TL;DR – This is a film that blends the idea of an advertisement with the presentation of a documentary and works about as well as you would expect    

Score – 2.5 out of 5 stars

Post-Credit Scene – There is no post-credit scene

Enter the Anime. Image Credit: Netflix.

Review

Growing up, one of the touchstones in my early cinematic life was anime, you would get it in the morning on TV, which I had to tape on VCR for watching later. Indeed, I think every one of my generations loathed those opening sounds of the first episode of Pokémon because it meant that Cheez TV had run out of new episodes and was starting it from the beginning again. As I grew up, it was a part of my cinematic world that I just couldn’t keep up with, and every time I go to conventions I see an array of cosplayers showing my just how many shows I have missed. Well when I saw that there was a new documentary about anime on Netflix, I was really interested because it would be nice to walk down memory lane and to explore the future again. Unfortunately, that is not quite what we got.
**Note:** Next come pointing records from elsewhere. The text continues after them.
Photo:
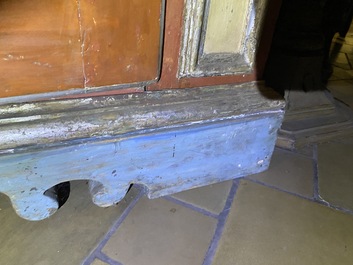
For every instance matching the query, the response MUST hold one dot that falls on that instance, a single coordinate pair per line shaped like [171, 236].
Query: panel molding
[195, 63]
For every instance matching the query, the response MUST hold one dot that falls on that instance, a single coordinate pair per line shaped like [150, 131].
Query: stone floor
[300, 211]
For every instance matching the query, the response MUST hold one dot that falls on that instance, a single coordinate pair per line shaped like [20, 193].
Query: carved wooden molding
[167, 141]
[195, 63]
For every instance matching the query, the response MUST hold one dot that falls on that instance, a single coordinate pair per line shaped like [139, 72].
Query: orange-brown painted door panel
[59, 45]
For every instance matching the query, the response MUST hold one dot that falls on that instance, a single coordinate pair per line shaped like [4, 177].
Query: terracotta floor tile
[336, 173]
[160, 232]
[269, 227]
[290, 172]
[211, 198]
[65, 238]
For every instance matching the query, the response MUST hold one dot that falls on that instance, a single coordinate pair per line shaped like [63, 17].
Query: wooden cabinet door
[213, 42]
[73, 46]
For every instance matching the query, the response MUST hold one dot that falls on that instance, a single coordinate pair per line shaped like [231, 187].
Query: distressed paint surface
[226, 26]
[164, 162]
[167, 141]
[62, 47]
[211, 42]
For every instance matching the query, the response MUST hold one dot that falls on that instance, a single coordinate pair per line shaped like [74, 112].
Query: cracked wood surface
[36, 125]
[61, 45]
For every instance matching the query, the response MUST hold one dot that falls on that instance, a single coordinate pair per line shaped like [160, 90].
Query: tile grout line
[316, 173]
[103, 257]
[221, 224]
[293, 152]
[319, 201]
[97, 251]
[279, 189]
[191, 206]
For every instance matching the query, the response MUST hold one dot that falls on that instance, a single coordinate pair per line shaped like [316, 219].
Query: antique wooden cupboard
[159, 93]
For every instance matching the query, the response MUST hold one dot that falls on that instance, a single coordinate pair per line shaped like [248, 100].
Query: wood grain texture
[40, 47]
[175, 19]
[167, 141]
[121, 41]
[34, 125]
[59, 45]
[171, 51]
[164, 162]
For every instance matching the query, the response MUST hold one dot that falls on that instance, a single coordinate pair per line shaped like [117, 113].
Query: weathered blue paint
[164, 161]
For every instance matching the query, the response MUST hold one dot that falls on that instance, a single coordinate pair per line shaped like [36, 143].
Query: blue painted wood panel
[164, 161]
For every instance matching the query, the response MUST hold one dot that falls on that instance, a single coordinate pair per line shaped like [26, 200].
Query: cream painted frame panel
[198, 57]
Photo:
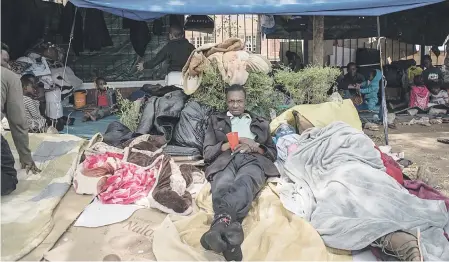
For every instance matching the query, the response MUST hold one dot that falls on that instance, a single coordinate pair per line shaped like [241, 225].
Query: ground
[419, 143]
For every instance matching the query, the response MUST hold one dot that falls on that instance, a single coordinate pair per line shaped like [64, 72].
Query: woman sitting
[370, 89]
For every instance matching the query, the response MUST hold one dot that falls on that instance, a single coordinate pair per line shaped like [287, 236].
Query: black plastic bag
[117, 133]
[192, 125]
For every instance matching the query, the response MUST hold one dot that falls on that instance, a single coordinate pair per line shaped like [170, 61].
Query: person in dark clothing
[5, 56]
[14, 111]
[176, 52]
[431, 75]
[236, 176]
[352, 81]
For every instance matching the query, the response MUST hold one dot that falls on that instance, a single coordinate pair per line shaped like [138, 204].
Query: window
[250, 42]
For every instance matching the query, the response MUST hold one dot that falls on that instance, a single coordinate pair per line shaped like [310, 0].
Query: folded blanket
[353, 201]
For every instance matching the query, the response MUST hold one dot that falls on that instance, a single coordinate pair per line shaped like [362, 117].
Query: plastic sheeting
[147, 10]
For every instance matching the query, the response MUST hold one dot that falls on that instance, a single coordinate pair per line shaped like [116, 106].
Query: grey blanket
[339, 176]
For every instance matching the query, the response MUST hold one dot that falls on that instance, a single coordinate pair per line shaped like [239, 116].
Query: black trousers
[9, 173]
[234, 188]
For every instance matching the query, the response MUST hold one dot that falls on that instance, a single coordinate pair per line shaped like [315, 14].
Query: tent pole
[383, 84]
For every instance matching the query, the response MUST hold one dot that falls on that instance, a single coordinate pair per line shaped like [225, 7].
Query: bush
[260, 94]
[308, 86]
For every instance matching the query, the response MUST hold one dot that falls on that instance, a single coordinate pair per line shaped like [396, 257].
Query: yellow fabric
[271, 233]
[321, 115]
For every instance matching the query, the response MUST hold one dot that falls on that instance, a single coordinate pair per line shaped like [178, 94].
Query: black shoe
[234, 253]
[212, 239]
[224, 237]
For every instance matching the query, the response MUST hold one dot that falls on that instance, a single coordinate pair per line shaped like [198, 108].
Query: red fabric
[393, 168]
[419, 97]
[94, 161]
[125, 182]
[102, 100]
[129, 184]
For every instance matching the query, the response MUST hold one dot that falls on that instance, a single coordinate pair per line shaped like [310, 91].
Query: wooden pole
[318, 40]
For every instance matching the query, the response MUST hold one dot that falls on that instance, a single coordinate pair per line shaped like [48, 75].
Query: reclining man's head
[236, 99]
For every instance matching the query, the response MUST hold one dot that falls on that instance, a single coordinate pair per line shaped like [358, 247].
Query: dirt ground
[419, 144]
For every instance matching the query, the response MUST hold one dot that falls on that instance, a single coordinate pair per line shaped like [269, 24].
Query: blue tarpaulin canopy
[151, 9]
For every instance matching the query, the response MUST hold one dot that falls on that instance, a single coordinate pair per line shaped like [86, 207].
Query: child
[370, 89]
[105, 101]
[36, 122]
[419, 94]
[438, 96]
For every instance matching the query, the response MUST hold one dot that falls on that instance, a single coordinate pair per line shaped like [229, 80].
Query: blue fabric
[151, 9]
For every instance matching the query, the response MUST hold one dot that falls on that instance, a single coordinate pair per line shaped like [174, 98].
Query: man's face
[30, 91]
[427, 63]
[352, 70]
[5, 59]
[236, 102]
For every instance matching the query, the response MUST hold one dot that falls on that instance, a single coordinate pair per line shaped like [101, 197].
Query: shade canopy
[151, 9]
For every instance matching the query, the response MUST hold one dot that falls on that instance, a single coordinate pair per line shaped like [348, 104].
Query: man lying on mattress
[236, 175]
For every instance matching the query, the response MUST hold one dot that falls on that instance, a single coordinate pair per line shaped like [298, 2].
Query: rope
[383, 85]
[65, 65]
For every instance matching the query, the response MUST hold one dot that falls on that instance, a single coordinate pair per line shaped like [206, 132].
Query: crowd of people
[365, 92]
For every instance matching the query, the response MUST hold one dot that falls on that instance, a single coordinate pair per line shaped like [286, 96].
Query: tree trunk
[318, 40]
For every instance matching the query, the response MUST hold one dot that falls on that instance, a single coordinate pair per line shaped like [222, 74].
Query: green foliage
[308, 86]
[261, 96]
[129, 112]
[212, 89]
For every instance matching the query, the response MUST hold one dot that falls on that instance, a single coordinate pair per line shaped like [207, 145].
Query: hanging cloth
[96, 34]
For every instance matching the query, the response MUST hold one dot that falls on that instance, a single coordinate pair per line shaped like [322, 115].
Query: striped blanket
[27, 212]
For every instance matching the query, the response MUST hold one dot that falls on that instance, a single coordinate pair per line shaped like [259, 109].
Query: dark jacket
[161, 114]
[176, 53]
[219, 125]
[14, 110]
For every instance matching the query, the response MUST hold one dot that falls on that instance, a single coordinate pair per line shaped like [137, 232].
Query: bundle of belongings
[355, 196]
[165, 110]
[233, 62]
[137, 171]
[55, 82]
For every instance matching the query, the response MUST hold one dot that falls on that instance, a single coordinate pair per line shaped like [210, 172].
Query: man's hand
[31, 167]
[225, 147]
[140, 66]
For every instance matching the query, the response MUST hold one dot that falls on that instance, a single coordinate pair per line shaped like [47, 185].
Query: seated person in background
[431, 74]
[106, 101]
[294, 61]
[37, 123]
[370, 90]
[235, 176]
[351, 81]
[176, 52]
[438, 96]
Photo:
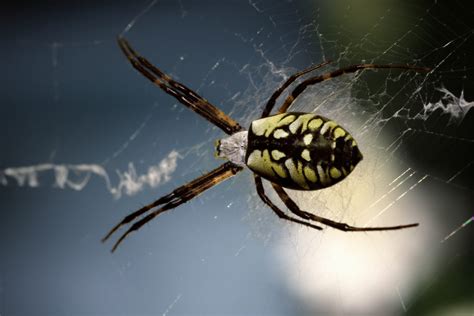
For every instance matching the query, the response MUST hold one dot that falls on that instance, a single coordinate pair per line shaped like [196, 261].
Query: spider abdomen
[301, 151]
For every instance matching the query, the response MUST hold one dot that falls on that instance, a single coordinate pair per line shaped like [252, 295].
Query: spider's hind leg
[177, 197]
[294, 208]
[271, 102]
[279, 212]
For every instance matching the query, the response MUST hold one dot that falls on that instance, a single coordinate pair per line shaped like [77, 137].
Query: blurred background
[86, 139]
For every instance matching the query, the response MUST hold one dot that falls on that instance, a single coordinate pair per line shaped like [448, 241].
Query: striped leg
[271, 102]
[294, 208]
[279, 212]
[183, 94]
[179, 196]
[351, 69]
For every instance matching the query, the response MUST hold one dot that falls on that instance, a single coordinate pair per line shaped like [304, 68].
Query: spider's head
[233, 148]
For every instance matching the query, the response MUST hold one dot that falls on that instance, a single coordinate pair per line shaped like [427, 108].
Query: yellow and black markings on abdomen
[301, 151]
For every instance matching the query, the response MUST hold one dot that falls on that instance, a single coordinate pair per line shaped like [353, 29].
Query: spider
[300, 151]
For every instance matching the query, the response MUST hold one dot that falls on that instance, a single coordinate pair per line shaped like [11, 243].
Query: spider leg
[271, 102]
[279, 212]
[336, 73]
[177, 197]
[183, 94]
[292, 206]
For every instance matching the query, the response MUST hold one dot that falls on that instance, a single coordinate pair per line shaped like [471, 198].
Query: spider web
[414, 129]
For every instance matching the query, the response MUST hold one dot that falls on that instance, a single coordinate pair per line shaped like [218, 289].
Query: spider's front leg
[293, 207]
[177, 197]
[279, 212]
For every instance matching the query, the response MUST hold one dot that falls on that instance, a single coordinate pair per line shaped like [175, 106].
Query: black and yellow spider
[300, 151]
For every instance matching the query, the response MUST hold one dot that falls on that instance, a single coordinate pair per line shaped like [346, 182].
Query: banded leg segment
[279, 212]
[294, 208]
[174, 199]
[333, 74]
[183, 94]
[271, 102]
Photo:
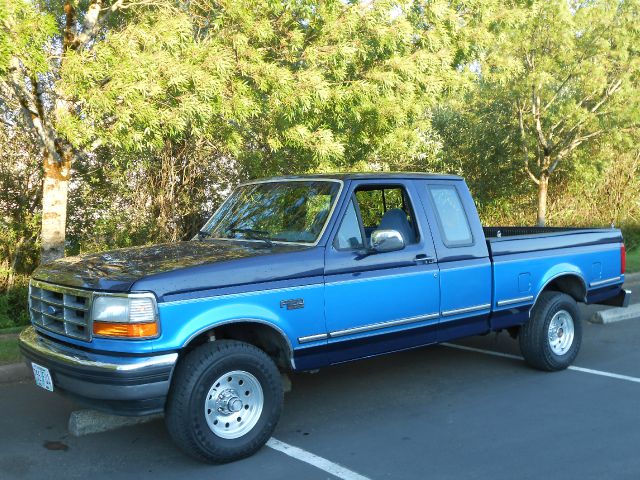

The premise for this documentary is that Netflix set the director Alex Burunova of working out the answer to a question ‘What is Anime’? Alex, having no experience with the genre other than a tangential understanding of its influence decided to throw herself into the world of anime and manga and the sub-cultures that consume and make it. This, of course, meant going straight to the source and talking with the directors and animators where it is all made in Japan. It is good that right from the start, they make it clear where the genesis of this project came from, it was a Netflix project and Alex was hired to make it. So when the documentary goes to Adi Shankar the creator of the Castlevania Netflix series as its first interview it feels like the right jumping-off point for the show. Well instead of jumping off from there, this is where the show stayed.